The company claims a return on investment (ROI) with a 50 to 60 percent margin. “Our goal is to enable the long tail – a low barrier to entry and transparent pricing,” said Heller.
Morphlabs says it’s been seeing a broadening customer set. Historically, the majority of its customers have been enterprises looking to reduce TCO, but it has been gaining traction among service providers for the private cloud integrated solution (mCloud Helix Private Cloud). Service provider demand for the capability to launch public cloud was the genesis of the new offering. mCloud Osmium allows service providers to get to market with a public cloud offering quickly, without the research and development or large capital expenditures.
"We had customers who were asking us several things," said Heller. "How do you make your environment more resilient? How do you add just more compute or more storage? Can I scale beyond 500vCPU? The answer is the new product geared towards service providers and public cloud – you can scale it in small chunks, and we’ve made it cost competitive compared to AWS."
Payment Gateway Included
The Stripe payment gateway is integrated into the platform to make it easier to manage the creation and billing of the cloud offering out of the gate. “Stripe allows a provider to set different plans and subscriptions – you can do it all here, don’t have to worry about integrating into anything,” said Heller. “Our belief is that people are going to use it if it’s extremely simple to turn on.”

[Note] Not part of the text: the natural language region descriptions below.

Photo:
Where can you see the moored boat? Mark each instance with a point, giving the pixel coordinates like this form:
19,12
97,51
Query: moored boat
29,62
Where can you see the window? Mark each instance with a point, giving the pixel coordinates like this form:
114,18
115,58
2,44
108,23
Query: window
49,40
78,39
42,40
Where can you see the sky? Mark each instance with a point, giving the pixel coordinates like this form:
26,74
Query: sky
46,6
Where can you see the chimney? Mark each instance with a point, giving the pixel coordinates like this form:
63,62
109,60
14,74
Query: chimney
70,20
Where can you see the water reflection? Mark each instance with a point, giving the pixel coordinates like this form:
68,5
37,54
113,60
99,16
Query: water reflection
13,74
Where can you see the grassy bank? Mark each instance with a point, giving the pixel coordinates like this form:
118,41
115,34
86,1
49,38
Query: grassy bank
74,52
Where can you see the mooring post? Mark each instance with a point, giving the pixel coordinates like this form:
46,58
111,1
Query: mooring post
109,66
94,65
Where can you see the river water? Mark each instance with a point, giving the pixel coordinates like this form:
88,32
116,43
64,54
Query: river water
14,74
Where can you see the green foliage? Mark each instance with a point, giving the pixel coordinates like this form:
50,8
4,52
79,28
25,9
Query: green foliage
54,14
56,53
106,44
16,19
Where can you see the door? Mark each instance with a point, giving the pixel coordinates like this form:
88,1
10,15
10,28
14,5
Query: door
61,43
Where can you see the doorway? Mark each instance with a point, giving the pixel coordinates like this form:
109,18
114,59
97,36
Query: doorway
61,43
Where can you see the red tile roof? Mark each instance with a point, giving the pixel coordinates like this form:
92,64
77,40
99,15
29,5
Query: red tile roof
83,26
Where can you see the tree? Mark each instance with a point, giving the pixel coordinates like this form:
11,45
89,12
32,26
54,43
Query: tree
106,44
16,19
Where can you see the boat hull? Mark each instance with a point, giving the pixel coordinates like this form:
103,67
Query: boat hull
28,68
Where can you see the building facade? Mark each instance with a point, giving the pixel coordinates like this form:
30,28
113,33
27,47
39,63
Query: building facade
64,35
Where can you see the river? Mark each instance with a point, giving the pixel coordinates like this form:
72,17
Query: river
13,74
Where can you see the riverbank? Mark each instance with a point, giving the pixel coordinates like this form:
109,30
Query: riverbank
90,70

The company also provides a calculator showing what return on investment based on what you decided to charge per VM.
mCloud Helix is now version 2.0, with the compute power up 2.5x over the previous mCloud Helix in the same footprint, and increased options for modularity have been added.
Available in both on-premises or hosted with a service provider, the mCloud Helix 2.0 features larger internal storage and compute - moving from 3TB to 4TB and 80vCPU to 200vCPU, respectively - while delivering both storage and computing expansion capabilities to modularly grow the infrastructure as needed. Scalability of the mCloud Helix 2.0 has greatly increased allowing for private cloud deployments of up to 2,000 vCPU.